Saturday, November 21, 2020

Lockdown diaries, day twenty-three, the Robin

French Village Lockdown Diaries day twenty-three Robin
If you look closely, you'll see our Robin


Day twenty-three, Saturday 21st November 2020

 

A visitor to the garden

A number of times today I was aware of hearing a really pretty birdsong coming from somewhere in the garden. We are lucky to hear lots of birds here and although I know the Blackbird, the Hoopoe, the Redstart, the Great Tit, the Swallow and the Sparrow, I couldn’t identify this one. As it was so persistent, and so beautiful, I took a moment and stood for a while trying to see who it was. High in the tree, right outside the kitchen door, singing its heart out for me, was a Robin. 

 

Robins have long been associated with lost loved ones and many believe they are a sign that loved ones are near and at peace. In spirituality the significance of seeing a Robin is all about renewal and new beginnings, a reminder to let go of the negatives and encourage us to move forward to a happier place. The older I get, the more I find myself drawn to spirituality, and as it was four years ago today that we lost Adrian’s Dad, I am sure that Robin wanted me to notice him in the garden today and take a moment to enjoy his song. I’m also ready to embrace a new and positive future.


 

French Village Lockdown Diaries day twenty-three decorating DIY
Phase two of the hallway/landings project this morning


It was important for Adrian to feel that he had achieved something today, so we wasted no time in getting going on our latest project, phase two of the landings/hallways upstairs. We were up early and the first job of sanding the filled bits in the walls, and cleaning the dust this created, was all done before morning coffee. I started off with the final side of the door into our bedroom while Adrian opened the new paint and got going on the pipework, and then we both attacked the walls. 
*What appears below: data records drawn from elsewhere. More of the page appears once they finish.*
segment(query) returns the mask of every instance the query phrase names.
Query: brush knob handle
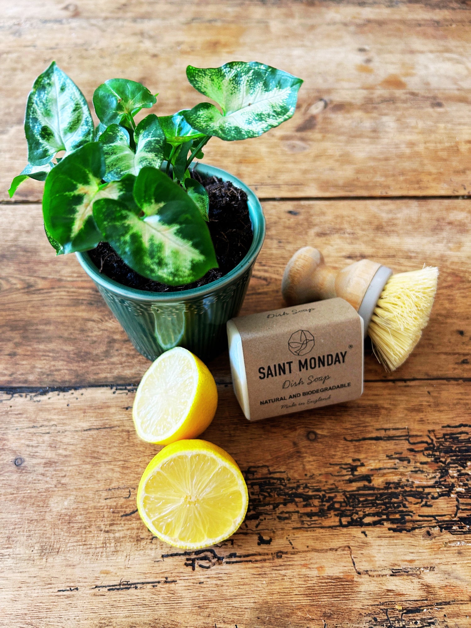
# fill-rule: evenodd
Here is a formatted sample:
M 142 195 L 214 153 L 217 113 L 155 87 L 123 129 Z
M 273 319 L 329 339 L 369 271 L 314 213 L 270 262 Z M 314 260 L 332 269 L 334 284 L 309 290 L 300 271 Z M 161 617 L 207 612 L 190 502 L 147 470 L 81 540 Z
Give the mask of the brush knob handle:
M 371 280 L 381 266 L 369 259 L 350 264 L 342 270 L 325 265 L 317 249 L 305 246 L 293 256 L 281 282 L 283 298 L 289 305 L 340 296 L 358 311 Z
French Village Lockdown Diaries day twenty-three decorating DIY
Another project finished


At first, we thought our duck-egg blue paint looked a bit too blue, but as it’s dried it’s much more like we were hoping, and we even managed to get a second coat on late this afternoon. Add in a wash load, another cake baked, a bike ride just before sunset, time spent preparing his course for next week and a batch of pizza dough proving, and I think between the two of us we’ve had a pretty productive day.

 

World Television Day

Today is World Television Day, as decreed by the United Nations in 1996 to stand as a reminder of the power of visual media and how it can educate, but also shape public opinion and influence world politics. I might not have heard of it until this year, but I think this is certainly something that is very relevant to the world today. 

 

We are not a family who are big on televisions. In 1997, when World Television Day was in its infancy, Adrian and I bought a second hand television from friends for £50. We then upgraded (for free) when his aunt and uncle passed on their old one, and again, when his Mum and Dad did the same. Almost ten years ago, we got our first brand new television, a fortieth birthday gift to me from his Mum and Dad, and in all this time we have only ever had one television in the house. We have never had a television in our bedroom, ever, and Ed has also never had his own, until this autumn, when we bought him a second hand one for the flat in Poitiers. Now how is this for a weird coincidence, when we were in Niort yesterday, we picked up an early Christmas gift from Adrian’s mum; a new television. It is so big that until we can get back to the DIY store to collect the unit we can’t buy in store; it’s resting on a chipboard shelf, and while we try to get to grips with all it can do, Ed is over the moon. He is now the proud owner of two televisions, one in the flat and one, for the first time in his life, in his bedroom.